Von der Angel-Werbung gibt es ja viel, was zu sammeln lohnt: Beleuchtung, Zahlteller, Aufkleber, Aufnäher, Papier (Kataloge, Zeitschriften,  Poster), Kunstköder mit Originalverpackung, Blechschilder mit Emaillebeschichtung und ohne, ov. Haken, Bleie, Komplettsets usw. 

Dann den Sammelzeitraum, der fängt im späten 19.Jhd. an und endet im späten 20.Jhd.
Mein Sammelzeitraum liegt zwischen 1937 und  1987. 
Habe schon (erst) 2 alte Rollen von DAM (eine Multi- und eine Achsenrolle) sowie viele Aufkleber und einige Aufnäher.  Sammelt jemand von euch auch in die Richtung Werbung?   Heutzutage sind gestickte Aufnäher der bekannten Angelmarken sehr selten geworden, verschickt werden keine mehr, auch wenn man noch so höflich und nett fragt. Heutzutage gilt eher: "Gar keine Antwort ist auch eine Antwort". Mein Gerätehändler hat noch eine alte Theken/Schaufensterbeleuchtung von DAM. Obwohl ihm von Kunden schon viel Geld dafür geboten wurde, verkauft er sie nicht. Er will sie wiederbeleben, damit sie ihren ursprünglichen Zweck wieder erfüllt, ich finde das gut so! 

Werde im April mal auf den Zirndorfer Angel -  Flohmarkt gehen, vielleicht findet sich da was passendes.... 

Was sind eure "Highlights"? Vielleicht gibt's ja was, was der eine oder andere sucht, verkauft oder tauschen will.... Interessant sind auch immer kuriose Sachen wie Werbegeschenke oder ausländisches Werbematerial bzw. Emergendisingprodukte, die evtl. noch ov. auf dem Dachboden oder im Keller vor sich hin verstauben... 

Mache mal den Anfang und zeige euch mal einen kleinen Teil meiner Aufnähersammlung, den von Cormoran tausche ich gegen einen von DAM in gestickter Version.


----------



## Thomas. (7. März 2020)

schön wenn jemand so was sammelt, aber ich fang damit erst gar nicht an sowas nimmt kein ende.
ich habe nur die 3, ich suche noch ein Aufkleber von Shimano u. Daiwa


----------



## Chief Brolly (8. März 2020)

Der von SILSTAR gefällt mir recht gut, Aufkleber von Shimano und DAIWA könnte ich evtl. auftreiben. Kann ganz schnell gehen oder einige Wochen dauern, hängt ganz von meinen Quellen ab.... 

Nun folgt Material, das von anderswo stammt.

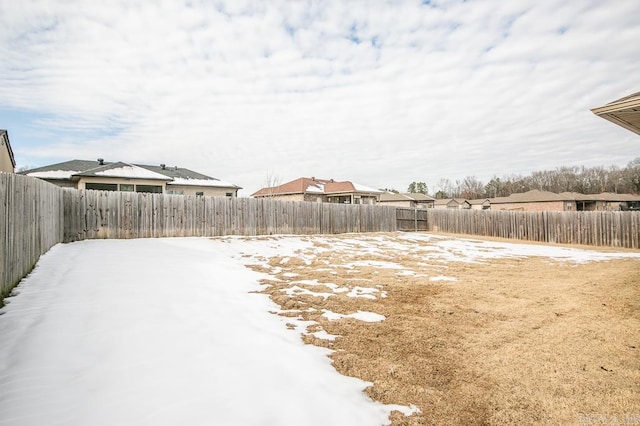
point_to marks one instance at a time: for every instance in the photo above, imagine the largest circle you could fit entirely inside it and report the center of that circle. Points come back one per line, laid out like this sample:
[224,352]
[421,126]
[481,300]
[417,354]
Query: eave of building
[624,112]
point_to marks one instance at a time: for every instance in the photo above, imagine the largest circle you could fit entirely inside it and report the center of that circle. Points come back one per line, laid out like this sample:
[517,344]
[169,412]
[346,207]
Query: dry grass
[512,341]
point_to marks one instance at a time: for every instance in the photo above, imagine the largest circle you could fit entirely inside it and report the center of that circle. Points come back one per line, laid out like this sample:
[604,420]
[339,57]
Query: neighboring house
[410,200]
[605,201]
[7,161]
[105,176]
[321,190]
[480,204]
[534,200]
[624,112]
[451,203]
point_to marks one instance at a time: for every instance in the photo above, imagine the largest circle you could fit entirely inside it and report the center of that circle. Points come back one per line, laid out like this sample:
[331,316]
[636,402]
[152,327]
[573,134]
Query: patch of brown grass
[512,341]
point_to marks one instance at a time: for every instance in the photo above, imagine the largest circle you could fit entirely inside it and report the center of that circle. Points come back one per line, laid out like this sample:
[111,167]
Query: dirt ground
[524,340]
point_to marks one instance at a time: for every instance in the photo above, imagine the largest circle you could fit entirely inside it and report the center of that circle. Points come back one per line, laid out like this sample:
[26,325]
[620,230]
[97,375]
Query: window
[149,188]
[102,186]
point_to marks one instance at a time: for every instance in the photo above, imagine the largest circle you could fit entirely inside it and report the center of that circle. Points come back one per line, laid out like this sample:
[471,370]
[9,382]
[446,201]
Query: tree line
[584,180]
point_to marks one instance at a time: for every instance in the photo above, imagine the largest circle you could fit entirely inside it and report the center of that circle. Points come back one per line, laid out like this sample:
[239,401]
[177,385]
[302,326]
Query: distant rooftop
[174,175]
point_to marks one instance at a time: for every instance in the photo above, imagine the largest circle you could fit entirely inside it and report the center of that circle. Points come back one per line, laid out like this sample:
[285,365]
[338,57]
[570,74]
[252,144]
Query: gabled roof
[605,196]
[122,170]
[4,137]
[445,201]
[533,196]
[312,185]
[624,112]
[416,197]
[479,201]
[173,175]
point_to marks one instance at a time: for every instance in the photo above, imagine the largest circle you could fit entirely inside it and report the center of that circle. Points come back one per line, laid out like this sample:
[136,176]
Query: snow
[173,331]
[164,332]
[131,171]
[53,174]
[202,182]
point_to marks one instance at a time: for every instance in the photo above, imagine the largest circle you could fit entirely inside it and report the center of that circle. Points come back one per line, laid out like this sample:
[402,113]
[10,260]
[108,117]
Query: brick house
[119,176]
[321,190]
[409,200]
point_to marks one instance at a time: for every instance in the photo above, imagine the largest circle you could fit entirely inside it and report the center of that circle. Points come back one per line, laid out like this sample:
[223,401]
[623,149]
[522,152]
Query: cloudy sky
[378,92]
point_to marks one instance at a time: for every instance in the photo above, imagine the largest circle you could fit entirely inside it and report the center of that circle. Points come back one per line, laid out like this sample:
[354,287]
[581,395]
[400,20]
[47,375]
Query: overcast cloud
[380,93]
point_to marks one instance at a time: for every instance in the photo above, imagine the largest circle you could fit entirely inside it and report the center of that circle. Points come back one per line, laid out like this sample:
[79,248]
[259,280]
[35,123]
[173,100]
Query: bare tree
[271,182]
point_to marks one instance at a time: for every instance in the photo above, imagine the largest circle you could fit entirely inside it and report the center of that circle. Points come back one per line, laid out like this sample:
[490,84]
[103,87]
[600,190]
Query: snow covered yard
[207,331]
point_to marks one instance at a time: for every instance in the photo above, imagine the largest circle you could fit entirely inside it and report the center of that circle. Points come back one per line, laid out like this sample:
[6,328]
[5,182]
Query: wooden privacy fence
[103,214]
[35,215]
[597,228]
[31,222]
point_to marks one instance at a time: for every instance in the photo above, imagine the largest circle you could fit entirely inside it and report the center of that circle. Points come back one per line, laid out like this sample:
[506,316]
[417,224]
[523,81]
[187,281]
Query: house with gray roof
[452,203]
[7,160]
[409,200]
[536,200]
[119,176]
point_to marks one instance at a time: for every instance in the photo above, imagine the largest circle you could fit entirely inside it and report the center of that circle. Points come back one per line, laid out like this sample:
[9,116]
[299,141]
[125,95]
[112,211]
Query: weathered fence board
[597,228]
[31,222]
[35,215]
[103,214]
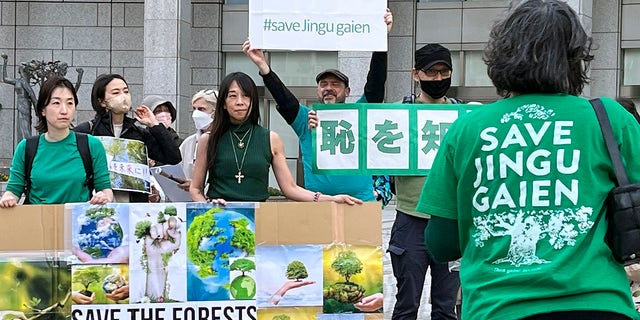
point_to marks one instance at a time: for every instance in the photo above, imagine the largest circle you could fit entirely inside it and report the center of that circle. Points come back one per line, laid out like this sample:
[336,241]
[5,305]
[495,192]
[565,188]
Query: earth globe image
[112,282]
[99,232]
[212,238]
[243,288]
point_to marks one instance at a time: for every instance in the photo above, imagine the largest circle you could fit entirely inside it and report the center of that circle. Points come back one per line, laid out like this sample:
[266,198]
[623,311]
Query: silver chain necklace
[240,165]
[241,144]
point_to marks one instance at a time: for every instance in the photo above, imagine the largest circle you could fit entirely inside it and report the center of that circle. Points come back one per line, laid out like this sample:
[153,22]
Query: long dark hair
[630,106]
[99,89]
[221,121]
[540,47]
[44,97]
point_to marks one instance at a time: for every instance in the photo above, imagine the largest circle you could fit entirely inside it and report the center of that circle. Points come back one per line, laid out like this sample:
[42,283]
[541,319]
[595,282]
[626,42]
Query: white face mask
[201,119]
[164,118]
[119,104]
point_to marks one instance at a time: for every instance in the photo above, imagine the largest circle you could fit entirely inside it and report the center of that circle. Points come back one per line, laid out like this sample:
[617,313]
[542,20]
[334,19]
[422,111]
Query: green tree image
[202,227]
[137,152]
[116,149]
[340,297]
[100,212]
[243,287]
[243,265]
[243,237]
[85,277]
[347,264]
[297,270]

Browning-Gerät Fische ich nicht, aber bestimmt einige andere hier. 
Melde mich wieder bei dir, wenn ich die Aufkleber dann habe....


----------



## Nordlichtangler (8. März 2020)

Mal so zur Erinnerung und Events aus anderen Threads:
Einfach so Kataloge und Anzeigen zu posten ist vom Copyright her leider nicht so einfach.


----------